There’s a persistent belief among transwomen that cycling HRT, usually with some sort of “three weeks on, one week off” cycle, may benefit the transition process. The reasoning usually offered is making the observation that ciswomen’s hormone levels go up and down with…
What a patronizing crock of shit. This is pure junk science with a whole bunch of internalized transmisogyny mixed in. Here’s why:
1. Trans women don’t just take hormones so our “bodies develop.” Many, if not most of us, who choose HRT do so because of the mental and emotional benefits of having our dominant hormone system line up with our identity as females (or other non-male identities). This is a huge part of dealing with dysphoria for me and many others, and it’s not some placebo effect nonsense- Estrogen and Progesterone have extensively documented mental effects. In that context, cycling makes perfect sense whether or not it has the remotest effect on secondary sexual characteristic development. The idea that trans women would exclusively be concerned about the appearance of our bodies rather than our internal well-being meshes precisely with age-old shitty tropes: about the artificiality of femininity in general and of trans-femininity in particular, and about the availability of our bodies to others.

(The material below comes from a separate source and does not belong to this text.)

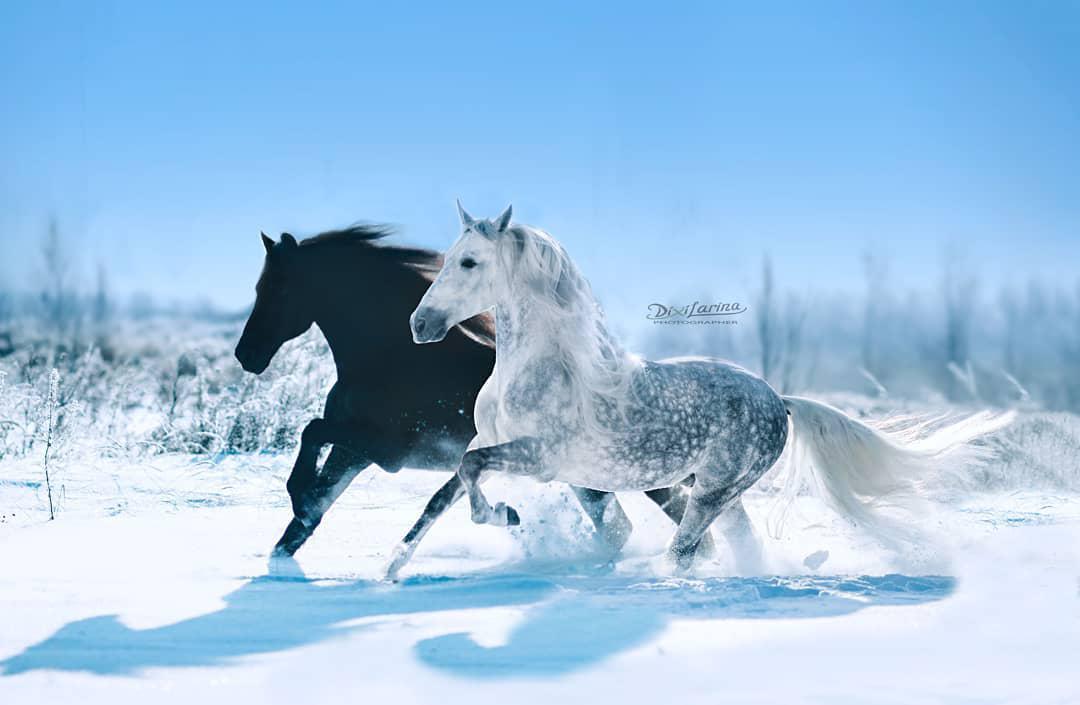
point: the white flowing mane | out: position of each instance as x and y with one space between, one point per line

2. The OP said it herself: “there has never been a clinical study done on such cycling, at least not one that has made it into PubMed.” A good scientist, confronted with a lack of research, does not throw up her hands and say “well THAT question must be worthless!” She first wonders why the research hasn’t been done (hmm, could it have anything to do with the extensive social and structural bias against trans women and the near-total lack of representation in the field of endocrinology?). Then, she actually does the research. This post is such a classic, perfect example of internalizing and re-inscribing the transmisogyny of scientific and medical establishments rather than working to undo the damage done to trans women and to the legitimacy of those fields by systemic oppression. Trans lives, trans opinions, and trans practices are priceless and invaluable, and I refuse to accept them being waved away as “anecdotal” at the same time that medical establishments routinely refuse to privilege our voices in discussions of our own healthcare.
My post has apparently struck a nerve, but your anger seems to be directed at a caricature of what I actually wrote.
First, at no point did I say that the only reason we undergo HRT is to change our bodies, and reacting as if that was what I said is a form of argumentative strawman. I said that there is a common view that cycling hormones (sometimes just progesterone) somehow aids in the development of bodies (usually breast development). And it *is* common; search many trans-dedicated forums and resource pages online and you’ll see it discussed as such. In fact, here are some examples:
These are not “shitty tropes”; these are real women who are honestly interested in the potential physical benefits of hormone cycling.
Second, you are also misrepresenting my position regarding the research and science. Nowhere did I say the question was worthless or that no one should bother testing it. I was simply pointing out that, to date, there is no supporting evidence beyond anecdote that cycling has any benefit to physical development. Is it possible that cycling has benefits to physical development? Sure. But it’s just as likely, in the absence of evidence, to have detrimental effects on physical development. In the absence of evidence, the null hypothesis — that cycling has no known benefits to physical development — is the best position to take.That’s not transmisogyny; that’s just sound critical thinking.
I would love to see more — MUCH more — research done on transgender health and science. And yes, there is a lot of transmisogyny and marginalization out there that is helping to prevent good science being done. But a lack of evidence is still a lack of evidence, regardless of the cause.
If mimicking the menstrual cycle for the emotional or mental benefit works for you, then by all means, keep at it. But if a woman is out there cycling because she’s working under the belief that it will somehow aid in her physical development, then she should be aware of the current state of knowledge on the subject.